The enticing horizon being offered by the genetic editing technique would also extend the green phase of the bananas, so that the fruit could be transported and stored for longer periods before ripening for sale.
The developers promise that the hot-out-the-lab prototype would not only protect bananas from the dreaded Panama Disease, it would also make them resistant to Black Sigatoka, a disease that damages the plant leaves and requires extensive use of fungicide to control. The resistant species would thus reduce losses and costs to growers and protect their health. Tropic Biosciences argues that this could result in a saving of $4-10 per tree annually on fungicides, translating to savings of as much as 25 per cent, not to mention a cleaner environment.
Growers could then use some of the savings to buy the disease-resistant, genetically edited plants, with the proprietary traits developed by the company.
The same business model would apply to the coffee crops, with the company promising that the new species would increase coffee extraction yields by between 5 and 15 per cent, reduce disease that results in annual losses of as much as 15 per cent of the coffee crop – and improve taste.
“We started trying to develop a higher-performing plant.
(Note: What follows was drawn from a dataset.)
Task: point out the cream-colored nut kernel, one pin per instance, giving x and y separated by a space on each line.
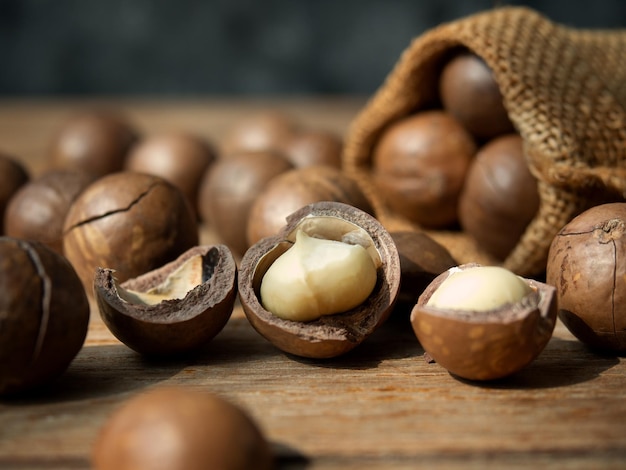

If you reduce the need for chemicals and enable more delicate cultivation, the taste also improves,” says plant scientist Meir.
The gene editing community, which conducts much of its work under a tight shield of secrecy for fear its methods will leak, is careful to stress that its output is not the highly controversial engineering known as GMO.
“Although there was no proof of any health threat from that, people felt uncomfortable about GMO because it introduced foreign DNA and cross-cropped species, so that regulators in different countries greatly limited its use,” Gershon explains.
Gene editing appears more palatable, although the Food and Drug Administration is still conducting a review of its possible impacts. While bio-ethicists warn of slippery slopes of interfering with DNA, for example to “edit” embryo genes, scientists are forging ahead in the labs and plantations.